I’m still picking Cunliffe.
I’d like to see more of Ardern, Robertson, Chauvel, even Twyford for all his wankery around the marriage equality bill, but I don’t see any of them being able to pick up the ball at short notice and make something of it. It’d be awesome to see them at work under a leader who can articulate real values and policies and actually fight for them instead of expecting “heartland” NZ to change sides just because he goes to Nelson and wears an “I <3 farming” shirt. Unfortunately, the “diversity at the top” argument totally nukes Twyford for deputy,
Cosgrove, Fenton, Hipkins, Mahuta and Street … well, they don’t do anything for me, to be honest. (A note on Mahuta, specifically: she’s been criticised recently for having no profile and objected strenuously to that, yet Parata is absolutely fucking up schools in Christchurch, Campbell Live’s been running non-stop stories on it and I have not heard a single thing from her on it. This could very well be down to the Shearer office fucking up, but nevertheless, she’s missing in action.)
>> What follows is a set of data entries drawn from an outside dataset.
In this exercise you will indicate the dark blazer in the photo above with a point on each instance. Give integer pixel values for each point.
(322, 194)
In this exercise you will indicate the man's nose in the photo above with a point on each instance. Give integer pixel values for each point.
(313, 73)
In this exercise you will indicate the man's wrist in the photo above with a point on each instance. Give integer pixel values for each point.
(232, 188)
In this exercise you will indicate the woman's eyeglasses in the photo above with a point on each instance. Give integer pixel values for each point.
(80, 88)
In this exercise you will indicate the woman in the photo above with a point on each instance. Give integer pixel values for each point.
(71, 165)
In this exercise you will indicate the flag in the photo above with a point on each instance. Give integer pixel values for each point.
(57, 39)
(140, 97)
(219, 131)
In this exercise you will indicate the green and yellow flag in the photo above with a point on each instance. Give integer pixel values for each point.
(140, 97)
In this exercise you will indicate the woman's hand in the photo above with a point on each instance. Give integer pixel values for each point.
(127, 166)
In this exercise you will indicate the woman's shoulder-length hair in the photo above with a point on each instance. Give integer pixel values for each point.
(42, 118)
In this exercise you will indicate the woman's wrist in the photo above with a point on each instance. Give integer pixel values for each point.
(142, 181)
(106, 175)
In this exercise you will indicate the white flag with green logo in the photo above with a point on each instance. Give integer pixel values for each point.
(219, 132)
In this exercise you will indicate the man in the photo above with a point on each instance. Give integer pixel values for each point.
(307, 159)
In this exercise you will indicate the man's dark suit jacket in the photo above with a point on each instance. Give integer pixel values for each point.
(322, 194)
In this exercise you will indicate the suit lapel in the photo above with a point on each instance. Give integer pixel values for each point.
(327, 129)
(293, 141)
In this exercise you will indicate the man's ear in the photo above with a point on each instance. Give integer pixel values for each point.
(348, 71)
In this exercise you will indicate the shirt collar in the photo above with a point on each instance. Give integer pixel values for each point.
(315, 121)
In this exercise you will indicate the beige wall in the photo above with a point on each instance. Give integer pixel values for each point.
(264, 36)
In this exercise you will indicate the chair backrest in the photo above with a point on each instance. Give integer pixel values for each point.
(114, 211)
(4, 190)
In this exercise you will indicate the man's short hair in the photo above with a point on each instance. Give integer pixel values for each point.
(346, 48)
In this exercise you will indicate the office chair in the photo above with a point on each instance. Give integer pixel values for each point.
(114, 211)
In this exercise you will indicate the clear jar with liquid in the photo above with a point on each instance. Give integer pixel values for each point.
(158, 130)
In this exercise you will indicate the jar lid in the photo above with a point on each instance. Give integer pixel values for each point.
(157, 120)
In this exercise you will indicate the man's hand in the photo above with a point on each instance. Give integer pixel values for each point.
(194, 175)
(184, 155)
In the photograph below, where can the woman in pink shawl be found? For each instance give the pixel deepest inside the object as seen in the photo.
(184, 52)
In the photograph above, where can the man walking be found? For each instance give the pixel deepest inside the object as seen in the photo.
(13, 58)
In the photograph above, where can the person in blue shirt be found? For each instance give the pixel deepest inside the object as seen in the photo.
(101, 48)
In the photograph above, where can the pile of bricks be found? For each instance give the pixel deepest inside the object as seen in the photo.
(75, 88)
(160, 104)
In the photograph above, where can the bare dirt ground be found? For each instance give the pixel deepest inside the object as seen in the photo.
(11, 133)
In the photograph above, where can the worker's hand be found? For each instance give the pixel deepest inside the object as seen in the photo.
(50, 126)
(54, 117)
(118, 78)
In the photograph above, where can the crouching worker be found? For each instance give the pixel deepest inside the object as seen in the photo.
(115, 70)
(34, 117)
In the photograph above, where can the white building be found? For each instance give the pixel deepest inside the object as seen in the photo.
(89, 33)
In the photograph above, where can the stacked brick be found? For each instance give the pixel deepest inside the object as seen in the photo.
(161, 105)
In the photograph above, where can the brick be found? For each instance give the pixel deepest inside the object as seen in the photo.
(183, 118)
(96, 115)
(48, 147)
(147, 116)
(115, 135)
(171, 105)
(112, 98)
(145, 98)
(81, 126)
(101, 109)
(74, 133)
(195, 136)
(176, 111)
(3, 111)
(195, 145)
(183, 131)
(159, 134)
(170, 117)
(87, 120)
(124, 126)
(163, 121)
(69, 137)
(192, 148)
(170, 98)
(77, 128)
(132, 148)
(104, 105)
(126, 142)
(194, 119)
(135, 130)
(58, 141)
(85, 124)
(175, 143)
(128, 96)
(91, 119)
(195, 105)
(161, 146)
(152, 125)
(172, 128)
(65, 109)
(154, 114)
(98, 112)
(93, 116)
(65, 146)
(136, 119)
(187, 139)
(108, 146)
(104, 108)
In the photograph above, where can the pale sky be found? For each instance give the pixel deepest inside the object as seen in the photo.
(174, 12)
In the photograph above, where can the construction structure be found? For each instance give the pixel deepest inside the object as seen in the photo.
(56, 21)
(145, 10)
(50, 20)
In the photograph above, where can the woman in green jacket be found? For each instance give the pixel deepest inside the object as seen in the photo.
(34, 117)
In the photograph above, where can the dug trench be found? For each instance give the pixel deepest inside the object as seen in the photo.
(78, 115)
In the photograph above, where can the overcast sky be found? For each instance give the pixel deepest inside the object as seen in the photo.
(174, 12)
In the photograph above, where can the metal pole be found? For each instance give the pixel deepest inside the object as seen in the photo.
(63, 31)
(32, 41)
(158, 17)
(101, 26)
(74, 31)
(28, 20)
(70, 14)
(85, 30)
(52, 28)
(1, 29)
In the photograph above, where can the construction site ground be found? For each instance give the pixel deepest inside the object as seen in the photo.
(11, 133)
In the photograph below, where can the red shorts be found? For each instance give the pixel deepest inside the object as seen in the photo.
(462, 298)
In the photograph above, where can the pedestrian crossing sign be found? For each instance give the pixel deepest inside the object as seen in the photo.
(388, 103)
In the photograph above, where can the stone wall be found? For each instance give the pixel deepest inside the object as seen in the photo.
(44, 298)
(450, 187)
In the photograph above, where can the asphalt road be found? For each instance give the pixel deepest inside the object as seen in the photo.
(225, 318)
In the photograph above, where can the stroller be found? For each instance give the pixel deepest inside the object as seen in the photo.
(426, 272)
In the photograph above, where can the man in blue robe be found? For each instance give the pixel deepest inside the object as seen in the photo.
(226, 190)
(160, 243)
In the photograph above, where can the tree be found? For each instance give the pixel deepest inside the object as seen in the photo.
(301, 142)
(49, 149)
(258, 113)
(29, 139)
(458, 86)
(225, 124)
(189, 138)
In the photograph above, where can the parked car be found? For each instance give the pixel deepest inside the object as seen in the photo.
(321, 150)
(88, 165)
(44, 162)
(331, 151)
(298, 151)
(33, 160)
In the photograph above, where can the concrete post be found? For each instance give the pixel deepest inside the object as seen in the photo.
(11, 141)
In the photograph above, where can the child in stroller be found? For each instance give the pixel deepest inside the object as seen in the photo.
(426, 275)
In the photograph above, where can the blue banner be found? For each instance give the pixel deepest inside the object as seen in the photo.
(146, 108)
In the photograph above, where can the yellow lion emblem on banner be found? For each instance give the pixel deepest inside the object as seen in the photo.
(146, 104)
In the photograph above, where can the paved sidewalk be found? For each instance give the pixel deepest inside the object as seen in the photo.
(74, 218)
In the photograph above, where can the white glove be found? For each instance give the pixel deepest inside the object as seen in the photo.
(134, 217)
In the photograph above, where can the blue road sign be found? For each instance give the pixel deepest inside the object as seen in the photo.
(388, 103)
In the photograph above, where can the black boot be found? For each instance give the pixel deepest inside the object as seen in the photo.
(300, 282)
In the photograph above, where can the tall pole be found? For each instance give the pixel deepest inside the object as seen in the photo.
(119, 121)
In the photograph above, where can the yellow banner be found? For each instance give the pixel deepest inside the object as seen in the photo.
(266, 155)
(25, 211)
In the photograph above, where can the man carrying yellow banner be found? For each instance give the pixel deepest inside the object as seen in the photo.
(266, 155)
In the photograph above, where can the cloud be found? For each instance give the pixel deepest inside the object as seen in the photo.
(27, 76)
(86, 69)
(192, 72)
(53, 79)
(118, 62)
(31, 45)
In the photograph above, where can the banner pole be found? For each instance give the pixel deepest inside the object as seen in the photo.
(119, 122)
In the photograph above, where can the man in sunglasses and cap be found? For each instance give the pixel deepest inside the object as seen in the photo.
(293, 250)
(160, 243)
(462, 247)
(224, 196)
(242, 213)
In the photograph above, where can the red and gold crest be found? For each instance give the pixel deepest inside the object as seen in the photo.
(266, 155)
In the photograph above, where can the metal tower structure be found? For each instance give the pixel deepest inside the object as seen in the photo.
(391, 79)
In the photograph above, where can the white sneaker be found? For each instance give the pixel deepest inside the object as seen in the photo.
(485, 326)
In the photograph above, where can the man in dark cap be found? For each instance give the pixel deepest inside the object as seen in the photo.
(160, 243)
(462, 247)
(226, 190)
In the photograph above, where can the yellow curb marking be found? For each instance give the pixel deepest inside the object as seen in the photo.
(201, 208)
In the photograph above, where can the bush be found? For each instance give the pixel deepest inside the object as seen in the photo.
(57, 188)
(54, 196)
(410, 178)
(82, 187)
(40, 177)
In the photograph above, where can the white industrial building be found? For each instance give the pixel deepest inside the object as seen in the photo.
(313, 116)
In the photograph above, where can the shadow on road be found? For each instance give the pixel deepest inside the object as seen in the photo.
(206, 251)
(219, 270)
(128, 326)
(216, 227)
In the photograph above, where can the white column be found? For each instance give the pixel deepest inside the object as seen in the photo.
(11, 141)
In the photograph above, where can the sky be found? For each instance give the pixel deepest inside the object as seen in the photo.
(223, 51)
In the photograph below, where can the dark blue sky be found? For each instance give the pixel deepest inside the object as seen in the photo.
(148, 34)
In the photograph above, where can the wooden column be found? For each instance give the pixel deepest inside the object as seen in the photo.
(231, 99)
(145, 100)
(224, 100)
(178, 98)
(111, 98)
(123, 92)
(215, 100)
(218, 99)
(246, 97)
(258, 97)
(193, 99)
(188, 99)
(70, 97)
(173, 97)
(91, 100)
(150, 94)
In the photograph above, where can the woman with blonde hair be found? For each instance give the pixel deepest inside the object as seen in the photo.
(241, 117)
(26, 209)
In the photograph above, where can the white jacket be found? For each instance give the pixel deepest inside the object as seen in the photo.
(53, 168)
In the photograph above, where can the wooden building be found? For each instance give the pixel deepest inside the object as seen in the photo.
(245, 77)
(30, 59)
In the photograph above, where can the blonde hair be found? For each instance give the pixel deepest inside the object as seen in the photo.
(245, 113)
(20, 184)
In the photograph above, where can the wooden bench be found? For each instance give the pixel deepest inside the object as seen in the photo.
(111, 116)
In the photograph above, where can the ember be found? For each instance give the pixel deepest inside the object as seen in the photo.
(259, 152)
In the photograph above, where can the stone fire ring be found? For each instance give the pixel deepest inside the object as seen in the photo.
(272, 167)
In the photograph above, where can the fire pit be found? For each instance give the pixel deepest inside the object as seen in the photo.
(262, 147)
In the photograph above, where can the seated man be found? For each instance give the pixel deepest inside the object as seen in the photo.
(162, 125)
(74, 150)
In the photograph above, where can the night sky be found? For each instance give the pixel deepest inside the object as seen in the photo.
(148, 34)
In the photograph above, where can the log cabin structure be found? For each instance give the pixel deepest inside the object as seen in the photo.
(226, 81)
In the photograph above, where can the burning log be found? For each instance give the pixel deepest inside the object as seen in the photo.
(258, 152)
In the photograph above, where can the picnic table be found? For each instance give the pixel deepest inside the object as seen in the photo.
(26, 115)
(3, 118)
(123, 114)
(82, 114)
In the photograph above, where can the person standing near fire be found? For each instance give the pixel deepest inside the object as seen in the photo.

So it’s Cunliffe for me. Cunliffe to take Labour into 2014 and win enough to form a solid, grown-up coalition with the Greens, to rebuild the party into something I can give a toss about, develop talent like Ardern and Robertson, and provide an actual legacy for the NZ left.
Of course, anyone out there can disagree with my assumptions – maybe you want to plug for young MP blood like Faafoi or Little, maybe you think some of the old guard still have it in them, maybe you’re one of those bizarre Shane Jones fans. Let’s have this debate – comments are open now!